A slim, agile figure dropped down from the ceiling, landing without making a sound behind Willcraft, who turned around completely unsurprised to see her.
"Are you here to fuck up my plans again?"
"Aw, no flirting this time?" Luna responded.
"Huh, you're in an unusually unprofessional mood. Usually I'd jump at something like that, but today I'm just really sick of everything. First Lawrence, then this poser, and now you. I just can't get SHIT done today. All I want is sit at home and work on my devil devices, is that so fucking much to ask?!"
"So you're not interested in going on a date with me, then?"
Willcraft unceremoniously punched the hero in the face, knocking him unconscious, and dropped him on the floor. "Go on... Even if this is another of your tricks, I'll play along for a bit..."
Luna took a few swift steps closer to him and her tone got as serious as usual. "There is a party arranged by some high-ups in the underworld, and I need to get inside. However, only known villains are allowed, as well as romantic company."
Willcraft nodded and tapped the mouth filter of his mask. "I see where this is going... I'm a known villain, so I can attend. And you want to join me as the romantic company."
"Yes. But to be clear, it is a strictly professional arrangement. We are not actually a couple; this is solely out of common interest. As soon as it is over, we are enemies again."
"Hmm... Common interest, you say? I see what YOU get out of it. I imagine you got some important stuff to steal or some bigshot to hang up in a streetlight somewhere, but what do I gain from this?"
"One evening to pretend we're back together."
"We'd have to in order to make it believable. If I'm going along with this, I demand smooching. And hand-holding. And dancing. And, if we find the time, some sweet screwing."
"We'll sort out such details once we're there. But I can tell you right now there will be nothing of the latter."
"I'm okay with that... We'll let things unfold however they please... And if they choose to unfold with you changing your mind, I certainly won't complain..."
"So it's a deal, then?"
"Give me the time and place, and I'll see you there."
* * *
Once the agreement was completed and Luna had disappeared, Willcraft left the damaged building.
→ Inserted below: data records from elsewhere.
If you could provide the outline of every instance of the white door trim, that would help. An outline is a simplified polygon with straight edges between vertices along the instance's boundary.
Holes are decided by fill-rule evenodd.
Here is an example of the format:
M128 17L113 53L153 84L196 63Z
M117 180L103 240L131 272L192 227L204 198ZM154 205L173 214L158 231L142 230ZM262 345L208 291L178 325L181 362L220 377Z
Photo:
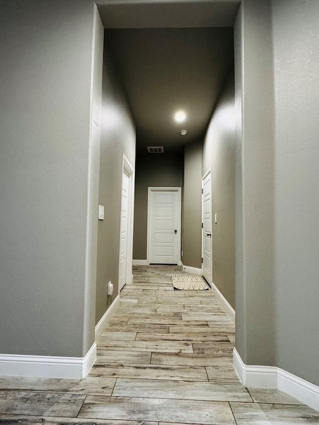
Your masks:
M129 202L128 213L128 232L127 232L127 251L126 253L126 283L132 283L132 268L133 263L133 223L134 221L134 187L135 184L135 171L130 161L124 153L122 154L122 169L121 175L121 205L120 210L122 211L122 191L123 185L123 173L126 171L129 177ZM121 229L121 222L120 223ZM121 231L119 232L120 243L121 243ZM119 253L119 271L120 270L120 256ZM118 292L119 294L121 289L118 284Z
M181 247L181 187L149 187L148 191L148 237L147 237L147 261L148 264L150 264L151 260L151 209L152 202L151 196L153 192L175 192L177 194L177 198L178 200L178 204L180 208L178 208L178 242L179 246L178 250L178 259L177 261L177 265L180 266L181 264L181 258L180 256L180 247Z
M210 211L210 228L211 229L211 232L212 234L212 234L213 234L213 210L212 210L212 196L213 196L213 184L212 184L212 168L211 165L209 167L207 171L205 173L204 175L201 178L201 191L202 191L202 196L201 196L201 222L202 225L202 223L204 223L204 202L203 202L203 190L204 188L204 181L206 177L210 174L210 182L211 184L211 208ZM204 258L204 233L203 230L202 229L201 232L201 258L202 259ZM212 281L211 282L208 282L210 284L212 284L213 283L213 250L212 250L212 240L211 242L211 258L210 258L210 264L211 264L211 278ZM202 260L202 264L201 264L201 272L202 272L202 276L204 274L204 263L203 262L203 260Z

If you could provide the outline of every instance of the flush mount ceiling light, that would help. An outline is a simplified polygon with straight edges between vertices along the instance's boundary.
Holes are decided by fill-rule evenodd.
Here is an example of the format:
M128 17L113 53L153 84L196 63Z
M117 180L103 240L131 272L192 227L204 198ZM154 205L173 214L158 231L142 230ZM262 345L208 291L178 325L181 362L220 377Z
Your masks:
M175 121L177 123L182 123L186 119L186 114L183 111L177 111L174 116Z

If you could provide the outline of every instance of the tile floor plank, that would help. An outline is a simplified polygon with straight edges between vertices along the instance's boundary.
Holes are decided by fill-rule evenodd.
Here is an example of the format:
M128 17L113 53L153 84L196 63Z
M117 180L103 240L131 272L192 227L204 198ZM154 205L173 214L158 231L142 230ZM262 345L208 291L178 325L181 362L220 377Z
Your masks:
M99 341L101 340L117 340L121 341L134 341L136 337L136 332L125 332L123 331L108 331L101 334Z
M150 364L151 356L151 351L102 350L98 346L97 359L95 365L111 363Z
M270 388L248 388L255 403L300 405L300 402L278 390Z
M147 381L149 379L188 380L192 382L205 382L208 380L203 367L175 365L101 364L93 366L90 375L118 378L145 378Z
M319 424L319 412L306 406L231 403L237 425Z
M209 329L208 325L207 326ZM143 332L144 333L169 333L169 328L168 325L149 324L149 323L138 323L137 324L129 324L121 325L120 328L123 332ZM108 325L105 328L107 332L113 332L115 329L114 325ZM103 334L103 332L101 334ZM224 333L225 335L225 333Z
M150 335L148 333L142 333L138 332L136 335L136 341L183 341L185 342L191 343L193 341L196 342L206 343L207 341L214 341L215 342L224 342L226 344L229 343L229 340L226 336L216 335L213 334L208 335L200 333L189 335L185 333L156 333Z
M231 354L234 347L230 343L194 342L193 348L196 354Z
M116 380L114 378L101 378L94 376L89 376L85 379L1 377L0 377L0 389L111 396Z
M239 383L221 384L152 379L117 380L113 395L116 397L152 397L188 400L251 402L246 388Z
M227 354L174 354L153 353L152 364L232 367L233 356Z
M76 394L1 391L0 413L75 417L85 397Z
M117 420L80 419L52 416L28 416L24 415L0 415L0 424L5 425L158 425L157 422L140 421L122 421Z
M192 344L182 341L106 341L102 340L98 347L106 348L120 349L129 351L158 351L162 353L193 353Z
M231 367L221 366L206 366L206 370L208 380L211 382L240 382L235 369Z
M194 422L204 425L234 425L231 410L225 402L101 397L88 396L79 418L168 422Z

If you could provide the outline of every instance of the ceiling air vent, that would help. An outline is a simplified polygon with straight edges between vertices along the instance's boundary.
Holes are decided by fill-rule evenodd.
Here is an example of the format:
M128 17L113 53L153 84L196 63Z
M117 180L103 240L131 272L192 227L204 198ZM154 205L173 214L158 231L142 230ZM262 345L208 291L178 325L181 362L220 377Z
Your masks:
M149 153L163 153L164 148L162 146L148 146Z

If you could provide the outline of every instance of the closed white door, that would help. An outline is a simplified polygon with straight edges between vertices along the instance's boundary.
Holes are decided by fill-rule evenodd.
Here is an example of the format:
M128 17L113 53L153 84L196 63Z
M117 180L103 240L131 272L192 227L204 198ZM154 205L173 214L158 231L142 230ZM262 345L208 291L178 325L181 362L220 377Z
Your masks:
M129 178L124 170L122 176L122 199L121 202L121 224L120 238L120 265L119 286L120 290L126 283L128 246L128 222L129 218Z
M202 179L202 251L203 276L209 283L213 282L212 239L212 184L209 169Z
M165 188L165 189L167 189ZM180 262L180 188L149 188L148 260L150 264Z

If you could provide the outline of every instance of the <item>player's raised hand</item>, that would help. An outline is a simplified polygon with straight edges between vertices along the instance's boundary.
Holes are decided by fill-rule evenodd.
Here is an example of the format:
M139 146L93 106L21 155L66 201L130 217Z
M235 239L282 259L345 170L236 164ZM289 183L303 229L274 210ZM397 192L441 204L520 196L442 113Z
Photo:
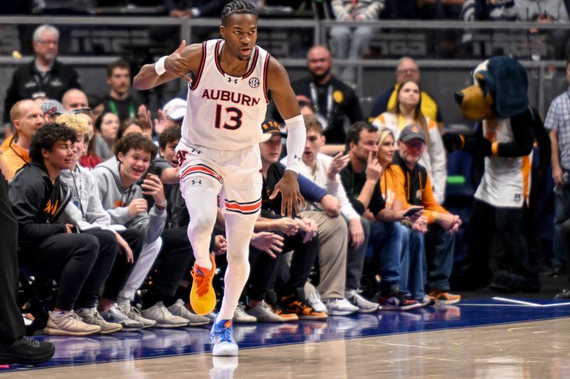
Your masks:
M168 55L165 60L165 69L169 73L177 75L182 79L192 82L192 79L187 74L190 69L190 62L182 56L182 51L186 48L186 40L182 40L182 43L174 53Z
M305 198L301 195L299 190L299 183L297 183L297 175L295 172L290 170L285 170L285 174L273 190L273 193L269 196L269 199L274 199L281 193L281 215L287 217L293 217L293 208L295 208L295 213L299 214L299 203L306 207Z

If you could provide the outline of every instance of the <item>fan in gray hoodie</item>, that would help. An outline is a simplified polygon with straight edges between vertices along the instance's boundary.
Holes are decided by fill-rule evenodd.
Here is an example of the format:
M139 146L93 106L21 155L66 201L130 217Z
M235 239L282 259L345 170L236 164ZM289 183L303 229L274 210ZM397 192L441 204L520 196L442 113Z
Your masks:
M124 156L131 151L142 151L145 155L146 153L150 154L150 157L156 154L156 147L152 142L146 141L145 137L140 134L129 134L123 139L122 142L117 149L118 151L122 149L124 151L121 154ZM150 158L148 161L150 162ZM146 172L148 164L142 166L140 177ZM124 186L119 174L120 166L120 161L113 156L97 166L91 171L91 175L99 189L103 208L110 216L111 223L138 229L144 235L142 251L117 301L131 318L133 309L130 301L134 299L136 291L152 267L162 245L160 235L166 220L166 201L161 199L165 203L163 205L155 202L150 212L138 210L135 215L132 216L129 213L129 205L137 199L143 198L142 189L136 184L140 177L130 178L133 183Z

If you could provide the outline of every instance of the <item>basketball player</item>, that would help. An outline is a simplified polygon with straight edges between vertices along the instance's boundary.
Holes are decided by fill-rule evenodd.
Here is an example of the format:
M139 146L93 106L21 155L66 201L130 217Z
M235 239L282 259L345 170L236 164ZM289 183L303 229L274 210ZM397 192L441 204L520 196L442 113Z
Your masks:
M281 213L299 214L297 172L305 143L305 126L283 66L255 46L257 12L247 1L233 0L222 12L221 39L186 46L145 65L134 86L147 90L169 80L188 80L188 105L177 147L180 190L190 215L188 237L196 263L190 302L201 314L210 312L216 298L215 271L208 252L219 194L224 208L228 268L222 307L210 340L214 356L237 356L232 318L249 274L248 245L261 204L262 179L258 143L262 139L267 91L288 128L285 174L271 198L281 193ZM190 73L190 74L189 74ZM188 76L188 75L190 76Z

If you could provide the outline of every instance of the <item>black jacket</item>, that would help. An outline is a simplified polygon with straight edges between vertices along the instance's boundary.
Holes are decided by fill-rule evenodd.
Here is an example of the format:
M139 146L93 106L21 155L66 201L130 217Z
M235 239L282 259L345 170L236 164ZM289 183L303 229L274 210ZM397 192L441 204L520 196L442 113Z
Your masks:
M14 72L6 93L4 121L9 122L10 109L19 100L31 99L34 94L44 92L48 98L61 101L63 94L71 88L81 88L77 72L57 59L45 76L36 68L35 60L21 65Z
M52 184L46 167L30 162L18 171L9 186L12 211L19 225L19 246L67 232L65 224L57 221L71 197L59 177Z
M356 212L361 215L366 209L364 208L364 204L356 198L361 194L362 188L366 182L366 170L363 170L361 173L356 173L352 168L352 163L348 162L346 167L341 171L340 175L341 182L346 191L346 197L348 198L348 201ZM374 191L372 193L370 203L368 203L368 209L375 216L378 214L378 212L385 207L386 203L382 196L380 184L377 183L374 186Z

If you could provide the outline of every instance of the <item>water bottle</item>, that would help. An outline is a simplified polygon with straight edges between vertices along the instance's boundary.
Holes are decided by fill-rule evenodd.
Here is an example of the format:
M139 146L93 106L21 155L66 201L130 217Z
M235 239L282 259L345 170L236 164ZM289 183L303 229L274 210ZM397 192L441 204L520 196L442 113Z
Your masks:
M554 193L556 195L562 194L562 189L570 182L570 172L565 171L562 175L562 184L554 186Z

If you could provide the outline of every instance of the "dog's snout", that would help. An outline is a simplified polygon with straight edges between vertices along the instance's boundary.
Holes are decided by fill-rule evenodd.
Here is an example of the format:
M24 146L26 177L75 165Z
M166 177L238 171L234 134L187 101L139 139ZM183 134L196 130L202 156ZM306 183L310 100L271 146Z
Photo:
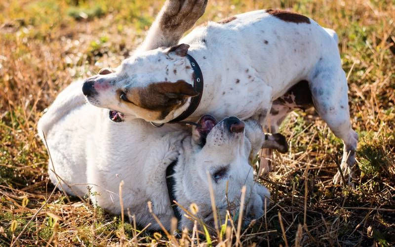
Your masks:
M230 117L224 120L231 133L240 133L244 130L244 123L236 117Z
M92 80L87 80L83 82L82 85L82 93L86 97L90 97L95 94L97 94L97 92L95 89L93 85L95 82Z

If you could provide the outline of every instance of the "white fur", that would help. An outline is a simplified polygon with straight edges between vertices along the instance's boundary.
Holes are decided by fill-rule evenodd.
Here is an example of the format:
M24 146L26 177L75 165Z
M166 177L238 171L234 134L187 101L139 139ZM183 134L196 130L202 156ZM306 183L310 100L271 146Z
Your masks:
M206 172L227 165L227 176L217 183L211 181L219 213L224 216L227 209L227 181L230 202L238 205L245 185L247 213L256 217L262 214L264 200L270 194L253 180L248 163L251 143L244 132L232 135L220 122L201 148L192 140L190 129L178 125L157 128L140 120L114 123L109 119L108 110L76 101L81 94L80 84L81 82L74 82L59 94L39 122L39 132L41 138L42 133L45 135L53 161L48 165L53 183L60 180L67 193L80 197L87 193L89 186L94 203L118 213L121 210L118 188L123 180L124 209L129 208L140 225L152 223L151 229L158 229L149 212L147 202L151 201L154 212L169 229L173 213L165 178L167 166L178 160L174 176L179 203L187 208L197 204L198 216L212 223L207 216L212 214ZM246 124L246 135L253 137L253 144L261 145L263 140L256 136L263 136L261 127L253 121ZM180 226L192 229L193 223L183 217Z
M219 119L252 117L265 125L263 113L269 112L273 101L298 82L307 80L318 114L343 140L343 161L350 152L347 163L354 165L358 136L350 122L348 88L336 33L311 19L310 24L286 22L265 10L236 17L226 24L209 22L180 41L190 45L188 53L198 63L204 80L199 107L188 120L209 113ZM142 115L128 107L117 94L159 82L183 80L192 84L189 62L167 50L159 48L128 58L117 73L95 79L98 94L88 100L132 118L158 123L173 119L182 111L173 110L163 119L153 119L153 115Z

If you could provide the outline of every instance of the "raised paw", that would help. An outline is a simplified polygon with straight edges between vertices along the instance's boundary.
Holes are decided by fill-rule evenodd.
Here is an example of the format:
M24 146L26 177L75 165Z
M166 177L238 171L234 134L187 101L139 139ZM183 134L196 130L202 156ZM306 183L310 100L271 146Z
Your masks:
M207 2L207 0L168 0L160 14L160 28L164 32L184 33L203 15Z
M348 159L346 161L346 158L348 157ZM337 171L333 177L333 182L335 184L343 184L345 182L346 184L353 185L353 182L356 179L355 176L355 152L351 152L347 156L344 156L340 165L340 169ZM342 177L343 174L343 177Z

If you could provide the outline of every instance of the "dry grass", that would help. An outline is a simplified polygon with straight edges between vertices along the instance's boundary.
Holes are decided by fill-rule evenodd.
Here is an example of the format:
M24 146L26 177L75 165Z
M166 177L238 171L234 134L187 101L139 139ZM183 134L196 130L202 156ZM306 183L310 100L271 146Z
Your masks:
M171 244L164 233L122 223L89 201L51 194L48 156L36 134L38 120L59 91L117 66L162 4L125 1L0 2L0 245ZM241 232L241 245L394 246L395 2L210 0L199 22L269 7L290 8L337 32L353 125L360 135L359 179L354 189L334 186L340 140L314 111L292 114L281 130L290 151L276 154L276 170L262 181L273 203ZM216 234L209 239L197 229L195 245L218 243ZM225 231L227 245L237 244L235 230ZM182 245L193 237L176 237L173 244Z

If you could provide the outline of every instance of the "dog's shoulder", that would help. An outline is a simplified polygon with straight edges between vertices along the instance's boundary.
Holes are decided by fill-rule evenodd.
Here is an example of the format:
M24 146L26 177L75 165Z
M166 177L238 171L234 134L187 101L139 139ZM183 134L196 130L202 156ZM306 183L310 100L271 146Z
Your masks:
M82 81L75 82L62 91L39 121L39 135L43 139L53 125L74 109L86 103L81 88Z

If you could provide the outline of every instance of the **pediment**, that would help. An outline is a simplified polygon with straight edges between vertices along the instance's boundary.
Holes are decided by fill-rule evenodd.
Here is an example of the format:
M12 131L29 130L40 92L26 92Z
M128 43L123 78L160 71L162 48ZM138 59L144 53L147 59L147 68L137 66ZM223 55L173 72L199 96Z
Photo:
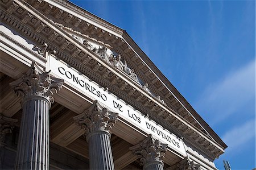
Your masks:
M223 142L124 30L68 2L27 2L33 8L27 7L30 13L38 16L26 16L28 12L24 12L19 22L47 40L49 50L57 51L56 55L84 73L95 72L92 77L102 82L101 75L104 82L122 91L117 96L123 93L135 108L151 113L166 127L187 136L188 142L194 139L204 147L212 144L208 149L214 155L222 152L220 148L226 147ZM43 41L31 36L38 44Z

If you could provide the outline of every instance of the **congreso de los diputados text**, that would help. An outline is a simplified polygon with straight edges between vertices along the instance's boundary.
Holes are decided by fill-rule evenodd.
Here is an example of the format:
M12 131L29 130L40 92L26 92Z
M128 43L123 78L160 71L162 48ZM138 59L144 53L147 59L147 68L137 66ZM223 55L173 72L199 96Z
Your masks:
M129 34L0 0L1 169L217 169L227 146Z

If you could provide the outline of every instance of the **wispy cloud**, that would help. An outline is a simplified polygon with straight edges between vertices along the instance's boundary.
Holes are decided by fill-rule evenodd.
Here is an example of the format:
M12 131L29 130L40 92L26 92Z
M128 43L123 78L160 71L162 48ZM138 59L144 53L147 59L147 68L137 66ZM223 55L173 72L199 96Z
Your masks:
M225 76L218 82L209 85L194 106L213 126L238 110L241 110L241 114L254 114L244 113L244 110L241 109L249 102L255 104L253 101L255 101L255 60Z
M255 120L250 120L244 124L232 128L221 138L232 151L243 146L255 138ZM238 135L242 135L238 137Z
He had decided to let the hero live so he could tell people of his encounter with the super-awesome Willcraft, and left him alive and unconscious in the building that was now no longer burning. Perfectly safe until help arrived.
Speaking of which, Willcraft was surprised that no police had shown up yet. Of course, maybe there were bigger crimes going on all over the city tonight. What concerned him more was the complete absence of the truck he and his goons had arrived with.
"Fuck you, Lawrence..." he muttered and began his long walk home, knowing that his sidekick was sitting at home in the lair snickering right now.